Dropback Week

In the past, I’ve always had rather short term goals. My longest training plan has been about 8 weeks, mostly because I didn’t know any better, and because it is admittedly very hard to imagine planning further in advance than that, especially when you’re just starting out.

Later, it was just a matter of necessity; my training plan for the Brooksie was 8 weeks by necessity; I only decided on that October race in August. And the 4 week interim between Brooksie Way and Stomp the Grapes was really not time for training. Overall, I should have planned last fall with Stomp the Grapes more in mind, rather than planning to Brooksie and letting Stomp the Grapes suffer (but not too badly) because of a long training season with some overuse creeping in.
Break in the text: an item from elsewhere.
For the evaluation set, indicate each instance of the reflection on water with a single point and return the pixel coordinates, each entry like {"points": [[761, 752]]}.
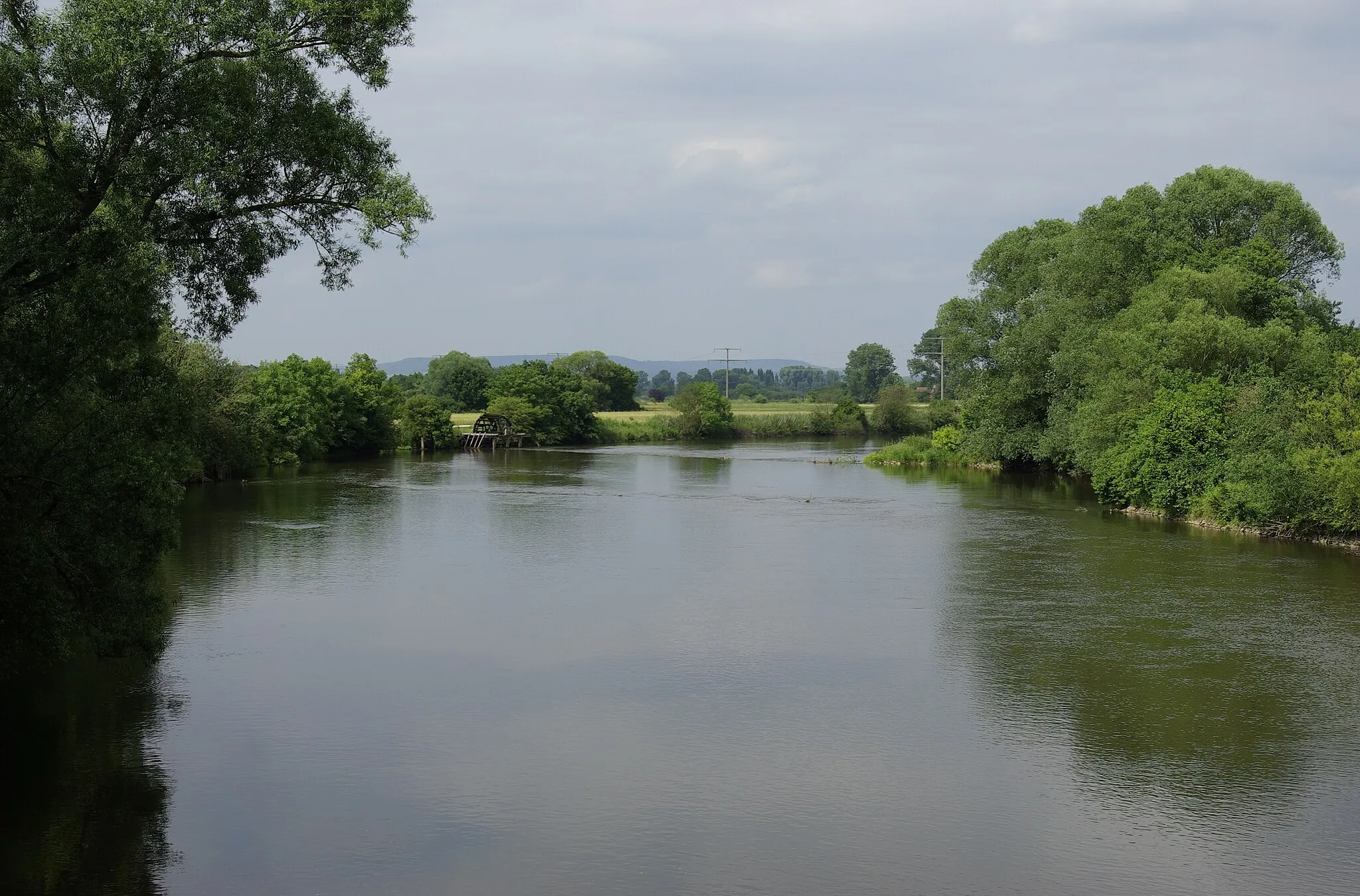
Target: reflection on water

Because of that lesson though, I decided to start my Pittsburgh Half Marathon training 14 weeks out, with enough time to include what some of my running mentors have called “drop back weeks”, where you switch out all the tough runs for easy miles, and let your body recover so you can surge into the next phase of your plan. Conveniently the first of those aligned with my best friend’s Bachelor Party weekend, meaning I wasn’t be in the awkward situation of trying to run 10+ miles with a dry mouth and a pounding headache.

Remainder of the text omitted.